= Least trimmed squares =

Least trimmed squares (LTS), or least trimmed sum of squares, is a robust statistical method that fits a function to a set of data whilst not being unduly affected by the presence of outliers
. It is one of a number of methods for robust regression.

== Description of method ==
Instead of the standard least squares method, which minimises the sum of squared residuals over n points, the LTS method attempts to minimise the sum of squared residuals over a subset, $k$, of those points. The unused $n - k$ points do not influence the fit.

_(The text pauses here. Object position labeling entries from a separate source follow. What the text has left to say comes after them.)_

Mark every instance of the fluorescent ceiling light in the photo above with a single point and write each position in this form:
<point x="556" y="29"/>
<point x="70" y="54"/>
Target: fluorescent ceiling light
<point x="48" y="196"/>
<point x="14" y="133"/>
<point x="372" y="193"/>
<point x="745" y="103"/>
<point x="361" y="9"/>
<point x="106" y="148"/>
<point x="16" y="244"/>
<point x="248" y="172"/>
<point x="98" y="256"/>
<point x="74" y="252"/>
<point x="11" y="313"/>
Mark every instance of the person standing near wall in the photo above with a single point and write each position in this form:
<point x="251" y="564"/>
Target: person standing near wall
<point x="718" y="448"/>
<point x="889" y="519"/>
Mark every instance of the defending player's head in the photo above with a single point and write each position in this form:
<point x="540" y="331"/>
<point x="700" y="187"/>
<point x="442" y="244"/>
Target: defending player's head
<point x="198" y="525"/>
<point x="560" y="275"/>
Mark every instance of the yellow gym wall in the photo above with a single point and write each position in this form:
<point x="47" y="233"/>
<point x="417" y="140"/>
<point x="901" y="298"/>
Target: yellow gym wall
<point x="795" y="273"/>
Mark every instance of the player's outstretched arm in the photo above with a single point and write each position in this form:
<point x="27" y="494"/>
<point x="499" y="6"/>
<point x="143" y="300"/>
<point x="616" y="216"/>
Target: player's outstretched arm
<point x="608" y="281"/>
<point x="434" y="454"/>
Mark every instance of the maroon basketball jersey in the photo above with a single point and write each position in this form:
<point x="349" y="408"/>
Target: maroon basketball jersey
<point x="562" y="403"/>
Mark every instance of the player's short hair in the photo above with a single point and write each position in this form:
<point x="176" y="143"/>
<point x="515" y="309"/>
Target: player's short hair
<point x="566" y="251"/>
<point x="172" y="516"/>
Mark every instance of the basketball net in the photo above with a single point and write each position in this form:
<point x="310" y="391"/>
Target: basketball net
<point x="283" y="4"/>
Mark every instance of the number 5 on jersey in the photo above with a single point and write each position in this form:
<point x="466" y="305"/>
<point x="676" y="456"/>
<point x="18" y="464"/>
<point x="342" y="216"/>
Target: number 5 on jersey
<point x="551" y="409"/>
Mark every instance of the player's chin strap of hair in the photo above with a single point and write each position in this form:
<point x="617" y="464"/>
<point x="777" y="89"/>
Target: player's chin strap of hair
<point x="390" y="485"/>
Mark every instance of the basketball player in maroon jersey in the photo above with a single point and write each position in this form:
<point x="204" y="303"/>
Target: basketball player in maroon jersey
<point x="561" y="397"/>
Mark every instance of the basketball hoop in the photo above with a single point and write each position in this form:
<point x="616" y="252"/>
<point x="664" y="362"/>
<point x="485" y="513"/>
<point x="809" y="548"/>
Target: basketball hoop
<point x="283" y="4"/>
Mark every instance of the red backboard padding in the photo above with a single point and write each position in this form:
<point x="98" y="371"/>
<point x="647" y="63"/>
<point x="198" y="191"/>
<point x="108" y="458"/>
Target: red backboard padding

In a standard least squares problem, the estimated parameter values β are defined to be those values that minimise the objective function S(β) of squared residuals:
$S = \sum_{i=1}^n r_i(\beta)^2,$
where the residuals are defined as the differences between the values of the dependent variables (observations) and the model values:

$r_i(\beta) = y_i - f(x_i, \beta),$

and where n is the overall number of data points. For a least trimmed squares analysis, this objective function is replaced by one constructed in the following way. For a fixed value of β, let $r_{(j)}(\beta)$ denote the set of ordered absolute values of the residuals (in increasing order of absolute value). In this notation, the standard sum of squares function is
$S(\beta) = \sum_{j=1}^n r_{(j)}(\beta)^2,$
while the objective function for LTS is
$S_k(\beta) = \sum_{j=1}^k r_{(j)}(\beta)^2.$

== Computational considerations ==
Because this method is binary, in that points are either included or excluded, no closed-form solution exists. As a result, methods for finding the LTS solution sift through combinations of the data, attempting to find the k subset that yields the lowest sum of squared residuals. Methods exist for low n that will find the exact solution; however, as n rises, the number of combinations grows rapidly, thus yielding methods that attempt to find approximate (but generally sufficient) solutions.